What can Llama 4 AI models do? A breakthrough, but with reservations.

Llama 4 AI models, a new family of open-source models from Meta, are designed for both text and image processing, featuring a “mixture of experts” architecture for efficient processing and a large context window, enabling tasks like advanced image understanding, creative text generation, and general-purpose AI assistance.

Meta* has released a fresh generation of open Llama models. They stand out with a huge context of up to 10 million tokens, are optimized for coding, multilingual tasks, and the creation of autonomous systems (agents). In practice, however, the novelties turned out to be not as good as on paper. Let’s summarize the experts’ data.

Key Improvements and Features

All iterations of Llama 4 are built on the Moe (Mixture of Experts) principle. It is already used by many competitors, including DeepSeek V3 and Grok. This approach effectively uses the resources of the neural network, dividing it into several expert submodels. For each request, only a fraction of the total number of task-specific settings are activated. This improves the quality of answers while saving computing power. The three versions of the Llama 4 (small, medium and large) offer the following features:

Llama 4 AI models Scout: 109B general parameters, 17B active, 16 experts. The context is 10 million tokens, which is 80 times more than Llama 3. Leadership in their class is declared in terms of reasoning, working with pictures (accepted up to five at a time), code and long context. In benchmarks, it is ahead of Gemini 2.0 Flash-Lite, Mistral 3.1 and Gemma 3.
Llama 4 AI models Maverick: 400B total, 17B active, 128 experts. The context is 1 million tokens. In terms of numbers, GPT-4o and Gemini 2.0 Flash are better, comparable to DeepSeek v3.1 in a smaller size. It reached the top of the LMArena ELO rating with a score of 1417.
Llama 4 AI models Behemoth: 2 trillion common parameters, 288B active, 16 experts. It is in development and is not yet available to the public. With its help, two small versions were taught. In STEM benchmarks, it outperforms GPT-4.5, Claude Sonnet 3.7 and Gemini 2.0 Pro.

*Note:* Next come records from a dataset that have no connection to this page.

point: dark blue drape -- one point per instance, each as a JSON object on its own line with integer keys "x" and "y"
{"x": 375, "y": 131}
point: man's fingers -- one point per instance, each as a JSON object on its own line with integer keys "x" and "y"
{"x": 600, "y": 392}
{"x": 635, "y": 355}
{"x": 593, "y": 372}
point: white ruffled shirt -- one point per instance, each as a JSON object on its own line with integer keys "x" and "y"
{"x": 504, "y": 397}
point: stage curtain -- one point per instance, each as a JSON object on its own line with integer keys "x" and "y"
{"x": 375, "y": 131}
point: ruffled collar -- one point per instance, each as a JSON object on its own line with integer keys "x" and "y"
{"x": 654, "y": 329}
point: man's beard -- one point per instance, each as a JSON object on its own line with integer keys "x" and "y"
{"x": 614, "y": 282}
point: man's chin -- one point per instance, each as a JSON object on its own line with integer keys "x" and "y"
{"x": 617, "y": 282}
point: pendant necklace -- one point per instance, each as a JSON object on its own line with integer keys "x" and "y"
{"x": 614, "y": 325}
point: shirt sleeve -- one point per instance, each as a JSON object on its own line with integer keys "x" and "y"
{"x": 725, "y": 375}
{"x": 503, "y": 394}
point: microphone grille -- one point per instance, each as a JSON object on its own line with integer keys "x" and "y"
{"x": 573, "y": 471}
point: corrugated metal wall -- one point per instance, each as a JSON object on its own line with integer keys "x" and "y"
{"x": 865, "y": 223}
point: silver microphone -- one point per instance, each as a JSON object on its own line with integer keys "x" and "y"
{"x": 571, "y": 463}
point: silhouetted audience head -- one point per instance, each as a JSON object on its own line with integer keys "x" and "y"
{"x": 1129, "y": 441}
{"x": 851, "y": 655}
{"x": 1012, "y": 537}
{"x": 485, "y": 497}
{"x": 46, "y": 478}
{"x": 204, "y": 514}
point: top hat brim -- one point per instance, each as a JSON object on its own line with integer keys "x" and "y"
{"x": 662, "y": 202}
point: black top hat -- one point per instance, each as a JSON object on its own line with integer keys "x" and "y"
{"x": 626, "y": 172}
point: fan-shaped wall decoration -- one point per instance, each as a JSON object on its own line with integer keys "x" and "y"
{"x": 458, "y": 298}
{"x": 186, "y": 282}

The systems are multimodal, that is, they are able to perceive text, images and video. 12 languages are supported, although Russian is not among them. In the line, alas, there is no folk modification of the model that could be launched on consumer hardware. Even the younger Scout requires at least 80 GB of video memory, which allows it to function only on a single H100 GPU with 4-bit quantization. The release is now limited to instant Instruct output, but later the developer will introduce Llama 4 with the Reasoning feature.

Llama 4 AI models

Nuances in independent tests

As it turned out, Maverick’s achievements on the LMArena portal may not be entirely objective, since the behavior of the model on the site is very different from the public version on Hugging Face. This means that the testers were provided with a different version of the neural network tailored to communication. Programming benchmarks also show contradictory results: even the compact Qwen2.5-coder 32B beats Llama 4, not to mention DeepSeek V3. In some cases, the predecessor Llama 3.3 70B was ahead.

With regard to the long context, not everything is smooth either. The company admitted that directly during the training, the context provided did not exceed 256 thousand tokens. And it was expanded to 10 million after the fact. As a result, there are problems in the scenarios that assess the emotional intelligence of the LLM and the ability to process large texts. An even more visual representation of the quality of Llama 4 is provided by the complex metric Artificial Analysis Index. In it, the novelty is inferior to almost all current competitors, occupying ninth place.

Probably, further optimization of the service will help improve the situation. The creators explained that the temporary difficulties are caused not by the limitations of the models themselves, but by the haste of their release.